International Talks

International Talks: Pablo Martínez Cañada

Pablo Martínez Cañada

Where does the electroencephalogram (EEG) come from?

Studying the brain has been my passion for a long time. My fascination with how the brain works started during my last year of undergraduate studies. I worked as an undergraduate research assistant on a project that aimed to develop visual prostheses for blind patients by stimulating their brain, in particular localized neural populations in the visual pathway. The challenge was to understand how neurons in the visual areas of the brain are connected and how they communicate to be able to generate an effective stimulation that could drive a correct behavioral response, thus seeing. I knew nothing about the topic at the time and just committed myself to learning more and more as I went along. Since then my curiosity about how the brain works has only intensified.

As a PhD student, my research focused on Computational Neuroscience of Vision, developing mathematical tools and models to investigate function of neural systems in the visual pathway. After I completed my PhD in 2018, I saw a joint postdoc position opening in the Laboratories of Neural Computation and Optical Approaches to Brain Function at IIT, to study how circuits of neurons in the brain contribute to electroencephalogram (EEG). Given that my background was limited to computational modeling, one of the most thrilling aspects of this project was the opportunity to work, for the first time, at the interface between theoretical and experimental neuroscience, and to learn more about state-of-the-art approaches to probe and manipulate neuronal circuits. When my application was accepted, I was excited to experience research life in a new institute and to learn about a new culture.

I am currently a Marie Sklodowska-Curie Fellow focused on answering the question:  Where does the electroencephalogram (EEG) come from? Electroencephalography is one of the most important non-invasive brain imaging techniques in neuroscience and in the clinic; it has been widely applied to diagnose numerous brain diseases. What we know about how to use the EEG for clinical diagnose is largely based on a machine-learning perspective that employs features of the EEG signal to detect and classify the neural disease. However, the underlying brain mechanisms that produce those EEG features are largely unknown. The EEG could be a much more powerful and insightful brain measurement tool if only we could understand the neural mechanisms that produce it. Thus, the question I want to address is what are the different functional and anatomical configurations of the brain circuit (e.g., the neural interactions among different classes of cells) which produce the diverse spatial, spectral and temporal EEG features linked to cognition and neurological diseases? It is remarkable to think that EEG has been a dominant tool in studying healthy and diseased brain function, and for diagnosing medical conditions, for a century, and we still do not have answers to this fundamental question.

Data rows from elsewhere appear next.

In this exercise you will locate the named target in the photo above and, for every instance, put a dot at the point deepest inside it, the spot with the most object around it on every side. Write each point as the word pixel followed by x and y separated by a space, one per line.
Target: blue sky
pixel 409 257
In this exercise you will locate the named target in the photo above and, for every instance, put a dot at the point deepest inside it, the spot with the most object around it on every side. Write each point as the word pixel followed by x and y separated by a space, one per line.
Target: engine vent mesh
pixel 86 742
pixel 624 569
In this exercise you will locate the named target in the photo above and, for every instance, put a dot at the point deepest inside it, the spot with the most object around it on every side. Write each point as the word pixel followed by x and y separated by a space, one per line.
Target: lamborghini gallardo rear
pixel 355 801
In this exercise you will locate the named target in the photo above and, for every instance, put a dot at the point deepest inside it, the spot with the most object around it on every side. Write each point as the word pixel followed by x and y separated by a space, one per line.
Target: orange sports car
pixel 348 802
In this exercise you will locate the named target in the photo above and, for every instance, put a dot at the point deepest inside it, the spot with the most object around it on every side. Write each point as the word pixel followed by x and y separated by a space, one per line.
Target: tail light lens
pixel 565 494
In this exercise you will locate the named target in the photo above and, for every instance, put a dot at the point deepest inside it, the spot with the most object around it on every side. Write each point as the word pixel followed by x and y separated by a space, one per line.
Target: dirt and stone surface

By means of an interdisciplinary approach, combing advanced theoretical modeling with state-of-the-art multiscale neurophysiology and interventional techniques, I will address the above challenge. My goal is to develop rigorous mathematical tools to disambiguate the EEG and robustly interpret it in terms of specific neural features (e.g., firing rate). Such features are key elements in determining the neural microcircuit configuration and have been documented to contribute to important brain disorders such as schizophrenia and Autism Spectrum Disorders (ASD). These brain disorders result, at least in part, from anomalous changes in the functional organization and dynamics of neural circuits. However, we still do not know how to identify these atypical changes of neural dynamics in terms of the EEG signal. Ensuring healthy lives and promoting the well-being at all ages is a priority at European and global levels. Understanding the origins of EEG may increase the usability of EEG to diagnose brain disorders and predict treatment outcome success.

Having lived in Genova for almost 2 years, I feel very much at home in this city. Since the very first day I arrived here, its atmosphere with the twisting maze of “vicoli”, the city’s port area or the large number of eating and drinking options have long fascinated me. In spite of some occasional difficulties, largely related to bureaucracy, I quickly learned the language (perhaps Spanish and Italian are not so different in the end) and integrated into local culture and customs. I must admit that it will be difficult for me to return home one day.

Pablo Martínez Cañada is a Marie Sklodowska-Curie Fellow in two different laboratories: the Laboratory of Optical Approaches to Brain Function at IIT’s Center for Convergent Technologies and the Neural Computation Laboratory at IIT’s Center for Human Technologies. This project has received funding from the European Union’s Horizon 2020 research and innovation programme under the Marie Skłodowska-Curie grant agreement No 893825.